Sunday, May 5, 2013

Finding the will to fail

A musician I met on a train once suggested I read "Art and Fear" and it just came up again, so I'll keep looking in the used bookstores, or perhaps the library.  I made something for a bake sale later today and missed going to church, so am reading "Drops Like Stars" by Rob Bell.  He talks about suffering (here it is again, kinda' what I was talking about in the post I think I ended up deleting) and how that bonds us and is the means for growth. I still maintain that we can grow from deep joyful experiences as well. (I'm kinda' tired of suffering.) But he also talks about perfection vs. failure. Which is kinda' my problem, I often feel like things have to be perfect (like being born fully formed out of the head of Zeus) and it paralyzes me into inaction. Where what would be the more useful, productive course would be to try and fail, and yet I am terrified of failing, so I make excuses not to start (exception being cooking). I think I was already timid, and then so beat down when I was wrong when I was younger that I became afraid of trying.

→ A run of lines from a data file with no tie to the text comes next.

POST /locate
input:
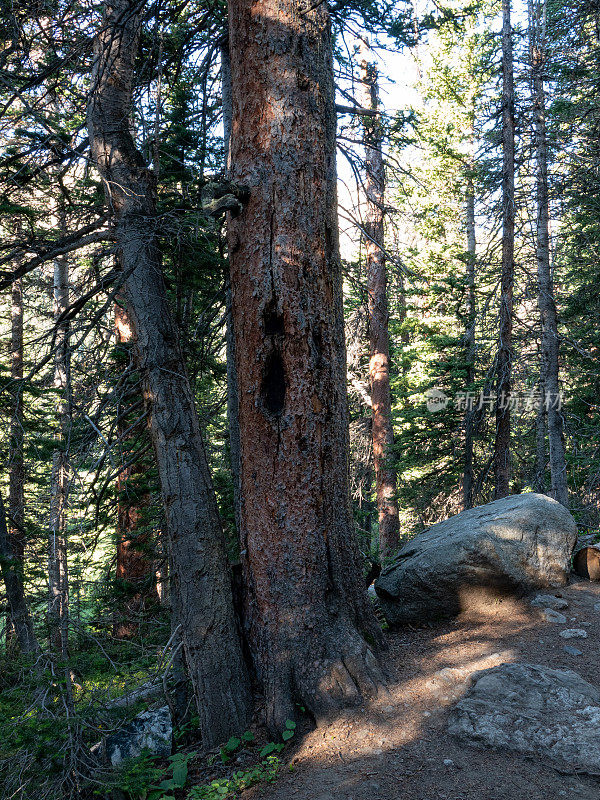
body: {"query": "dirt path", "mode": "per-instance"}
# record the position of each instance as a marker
(399, 749)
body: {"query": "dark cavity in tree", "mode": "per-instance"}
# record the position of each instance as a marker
(273, 384)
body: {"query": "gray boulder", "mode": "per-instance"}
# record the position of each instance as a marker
(514, 545)
(150, 730)
(533, 710)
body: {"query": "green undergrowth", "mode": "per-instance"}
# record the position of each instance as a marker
(144, 778)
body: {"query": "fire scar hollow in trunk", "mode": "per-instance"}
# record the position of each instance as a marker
(307, 611)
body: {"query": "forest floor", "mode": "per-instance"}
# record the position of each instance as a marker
(399, 749)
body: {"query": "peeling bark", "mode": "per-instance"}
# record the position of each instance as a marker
(504, 360)
(200, 573)
(16, 477)
(15, 594)
(306, 608)
(379, 362)
(58, 573)
(471, 317)
(546, 301)
(135, 566)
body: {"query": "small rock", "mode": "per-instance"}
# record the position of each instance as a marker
(553, 616)
(549, 601)
(572, 651)
(150, 730)
(573, 633)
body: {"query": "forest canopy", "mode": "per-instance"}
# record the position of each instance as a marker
(282, 284)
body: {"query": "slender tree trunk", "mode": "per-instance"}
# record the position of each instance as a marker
(539, 476)
(306, 606)
(58, 577)
(135, 565)
(232, 384)
(201, 575)
(15, 594)
(470, 332)
(547, 306)
(379, 363)
(504, 363)
(16, 478)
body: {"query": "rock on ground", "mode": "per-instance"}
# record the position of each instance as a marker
(150, 730)
(553, 616)
(549, 601)
(516, 544)
(573, 633)
(533, 710)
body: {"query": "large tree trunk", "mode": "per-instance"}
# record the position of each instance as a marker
(504, 362)
(306, 606)
(16, 477)
(547, 306)
(135, 565)
(201, 575)
(379, 362)
(58, 577)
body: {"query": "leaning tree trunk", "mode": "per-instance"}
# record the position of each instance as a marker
(15, 593)
(58, 577)
(471, 317)
(504, 363)
(16, 475)
(547, 306)
(306, 606)
(379, 362)
(135, 565)
(201, 574)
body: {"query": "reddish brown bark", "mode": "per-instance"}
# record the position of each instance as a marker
(379, 363)
(305, 599)
(504, 361)
(135, 566)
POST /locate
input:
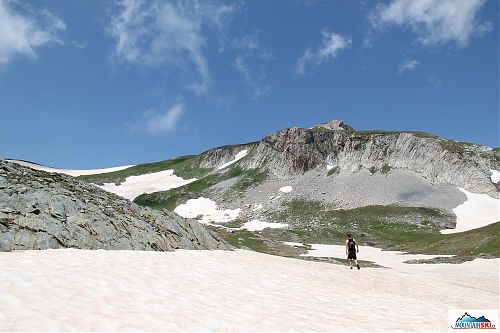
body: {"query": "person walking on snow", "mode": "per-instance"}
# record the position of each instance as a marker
(351, 247)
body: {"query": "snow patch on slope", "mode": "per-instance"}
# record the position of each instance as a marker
(257, 225)
(478, 211)
(286, 189)
(208, 211)
(495, 176)
(74, 173)
(238, 157)
(134, 186)
(384, 258)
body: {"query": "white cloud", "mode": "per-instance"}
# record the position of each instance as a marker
(434, 22)
(250, 63)
(158, 33)
(434, 80)
(331, 44)
(22, 34)
(167, 121)
(408, 65)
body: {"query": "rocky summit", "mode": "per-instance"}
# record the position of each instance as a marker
(40, 210)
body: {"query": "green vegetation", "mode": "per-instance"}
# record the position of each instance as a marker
(184, 166)
(386, 168)
(172, 198)
(249, 178)
(333, 171)
(387, 227)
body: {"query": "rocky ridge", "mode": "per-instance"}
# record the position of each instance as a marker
(290, 153)
(40, 210)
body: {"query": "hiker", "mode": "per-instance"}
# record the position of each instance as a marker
(351, 247)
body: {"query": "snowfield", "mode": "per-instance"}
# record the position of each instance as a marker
(208, 211)
(257, 225)
(74, 173)
(495, 176)
(81, 290)
(134, 186)
(389, 259)
(286, 189)
(478, 211)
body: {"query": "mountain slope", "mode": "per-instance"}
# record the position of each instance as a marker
(40, 210)
(400, 182)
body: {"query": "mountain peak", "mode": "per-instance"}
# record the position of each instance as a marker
(335, 125)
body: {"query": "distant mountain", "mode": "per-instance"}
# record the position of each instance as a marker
(324, 181)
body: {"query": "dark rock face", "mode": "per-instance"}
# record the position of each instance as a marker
(292, 152)
(40, 210)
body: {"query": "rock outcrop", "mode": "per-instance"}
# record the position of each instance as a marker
(292, 152)
(40, 210)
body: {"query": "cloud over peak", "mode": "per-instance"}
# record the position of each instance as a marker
(23, 33)
(157, 33)
(164, 122)
(331, 44)
(434, 22)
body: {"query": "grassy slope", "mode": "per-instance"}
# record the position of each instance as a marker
(384, 226)
(172, 198)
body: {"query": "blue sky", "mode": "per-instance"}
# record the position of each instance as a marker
(87, 84)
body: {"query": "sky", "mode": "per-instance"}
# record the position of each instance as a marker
(90, 84)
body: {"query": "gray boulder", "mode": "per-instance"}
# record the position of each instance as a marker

And I know I'm not that person anymore. And I know I can have encouragement if I ask for it, or seek out experiences where the other people are secure enough in themselves to offer it to others without feeling threatened by someone else's success. And I'm grateful for "teachers" that have come into my life and said basically, "Yeah, make a fool of yourself. Overdo it. Fail. It's okay. It's how you learn." I digress. The idea is that by trying and failing and then using the failure as an opportunity to grow, even if only in small increments, progress, growth occurs. Whereas if you think you need to be perfect from the get-go (and there is this pervasive myth and focus on that out in the background noise of the world) you don't learn anything.  How can you be perfect at something you have never done before (unless it's beginner's luck?) We really can't be. We see the bright moments (of others), but we rarely glimpse the hours of practice behind them, the sacrifices made to achieve them.  It's better just to start.  And make steps everyday, even if only centimeters forward.  Practice is committment.